The club travels all over the state competing in different invitationals.
Ouellette is hoping to continue her gymnastics career in college. She’s been talking to coaches from different programs but nothing has been decided yet.
“If I don’t do gymnastics in college, I won’t continue doing it because I won’t be part of the junior Olympics program,” Ouellette said. “If I do it in college I just hope to make the team and I’ll continue to put in the work needed to improve as a gymnast.”
For a gymnast, the ultimate level of competition is in the Olympic Games. For Ouellette, Maggie Nichols is her inspiration in the sport.
Nichols, a well-known gymnast, was a contender for the Summer Olympics in 2016 but a knee injury derailed those chances. She went on to become one of the most dominant gymnasts at the college level.
“Maggie Nichols has been my inspiration in the sport because she didn’t make the Olympic team but ended up doing college gymnastics at Oklahoma and being so good,” Ouellette said. “Even though she didn’t make the Olympics she still continued her career and didn’t look back.”

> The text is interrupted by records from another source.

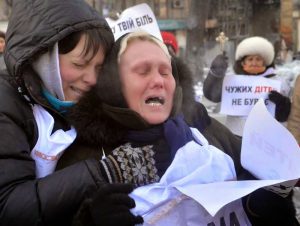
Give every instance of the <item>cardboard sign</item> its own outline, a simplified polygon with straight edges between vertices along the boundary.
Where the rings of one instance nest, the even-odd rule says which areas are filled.
[[[256,102],[265,100],[268,111],[274,116],[275,104],[268,100],[271,90],[280,91],[281,82],[264,77],[226,75],[222,87],[220,113],[247,116]]]
[[[115,40],[136,30],[146,31],[162,40],[154,13],[146,3],[127,8],[118,20],[106,18],[106,21],[114,34]]]

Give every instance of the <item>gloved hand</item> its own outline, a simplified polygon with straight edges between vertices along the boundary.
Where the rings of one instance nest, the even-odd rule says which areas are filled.
[[[129,197],[131,184],[105,184],[91,199],[88,199],[77,214],[73,225],[134,226],[142,224],[143,218],[135,216],[130,209],[135,207]]]
[[[243,205],[252,225],[298,225],[292,200],[271,191],[252,192],[243,198]]]
[[[212,61],[210,73],[213,76],[223,78],[228,67],[228,57],[225,54],[219,54]]]
[[[274,192],[275,194],[283,198],[286,198],[290,195],[291,191],[293,190],[297,182],[298,179],[290,180],[290,181],[282,182],[280,184],[274,184],[274,185],[264,187],[264,189]]]
[[[275,118],[279,122],[285,122],[291,111],[291,100],[288,97],[283,96],[275,90],[269,93],[269,99],[272,101],[275,107]]]
[[[193,134],[182,115],[171,118],[164,123],[164,136],[171,149],[172,159],[177,150],[193,140]]]

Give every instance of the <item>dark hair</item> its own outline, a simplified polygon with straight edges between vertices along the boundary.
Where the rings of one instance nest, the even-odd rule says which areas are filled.
[[[86,35],[87,37],[82,54],[87,56],[87,54],[92,51],[93,54],[90,59],[97,54],[100,48],[103,49],[104,54],[106,55],[114,43],[111,31],[108,31],[106,28],[77,31],[58,42],[59,54],[66,54],[72,51],[78,44],[82,35]]]
[[[5,32],[4,31],[0,31],[0,38],[4,38],[5,39]]]

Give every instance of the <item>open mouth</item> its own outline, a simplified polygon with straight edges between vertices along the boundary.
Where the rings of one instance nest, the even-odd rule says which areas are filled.
[[[145,103],[151,106],[161,106],[165,103],[165,99],[162,97],[149,97]]]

Regardless of what the next step is for Ouellette, she may have inspired others in the area to take up the sport of gymnastics and possibly have a school team in the future.
“I can’t say if the school will ever have a team,” Ouellette said. “But the sport has taught me so many lessons in life. Time management, working together as a team, showing support to everybody and being kind to people are all lessons it’s taught me. I’m appreciative of all the sport has given me.”